Freya’s Type 1 Cleft Journey

Virginia

By Erika Territo

Freya is a 5-year-old girl who was prematurely born with her twin brother. She and her brother spent their first 2 weeks in the NICU. Freya’s hospitalization was due to feeding issues as she was not eating enough and needed a NG-tube. She has since had many medical appointments throughout her life. 

During pregnancy, Freya was diagnosed with a right-sided aortic arch. It wasn't until 18 months that she was officially diagnosed with a vascular ring, a congenital heart defect that would require 2 surgeries. 

It took a year of advocating to get her first vascular ring surgery at our local children’s hospital. Within 6 months we unfortunately realized her symptoms were still quite severe. Freya was approved to see a vascular ring team at a children’s hospital in Massachusetts. Her second surgery was completed right away. 

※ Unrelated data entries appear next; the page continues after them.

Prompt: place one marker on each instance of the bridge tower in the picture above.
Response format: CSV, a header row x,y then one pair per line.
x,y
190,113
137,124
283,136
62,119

After the second heart surgery, Freya handled foods much better, but drinking liquids were noticeably still causing a problem. Choking, gagging, and aspirating liquids happened with every meal before she had her heart surgery. After the aortic ring repair, it was more like once a day. She was also experiencing prolonged respiratory infections.

The lingering symptoms were concerning, and Freya was scheduled for a triple scope to rule out the need for another heart surgery. It was during this triple scope that doctors diagnosed Freya with a type 1 laryngeal cleft and suggested we stay for further testing and evaluations. The diagnosis was confirmed and we were told to continue a daily nebulizer and inhaler along with thickened liquid.

Freya was born into the congenital heart disease world, and for us, the laryngeal cleft diagnosis was like starting all over in the medical world. She was 4 years old when we found out she had a laryngeal cleft and learning of a new congenital birth defect was a huge shock. 

With all of the testing that has been done throughout her entire life, a laryngeal cleft was never mentioned until her second triple scope and diagnosis. We later learned that symptoms of a vascular ring are quite similar to those of a laryngeal cleft.

Within 2 months her laryngeal cleft repair was scheduled and that is where LCN and the travel grant program tremendously helped my family.

We are a family of 5, with 3 being young children. We live in Virginia, and Freya needed to receive care in Massachusetts. It was always a difficult and expensive situation having to travel so far with so many. Having to travel so often within this last year has been a huge burden financially. This trip we were able to fly up and back within a weekend so we didn't need to take time off of work!

Freya's cleft repair was in June 2025 and by September we had to travel back for a post-op follow-up. At the follow-up, my daughter was cleared of all thickeners, inhalers and nebulizer! 

It has been like night and day since her repair and she no longer shows any signs of aspirating.

The Laryngeal Cleft Network is such a great resource and asset to all families affected by this congenital defect. I feel incredibly blessed. We found the organization and can't wait to help out in the future.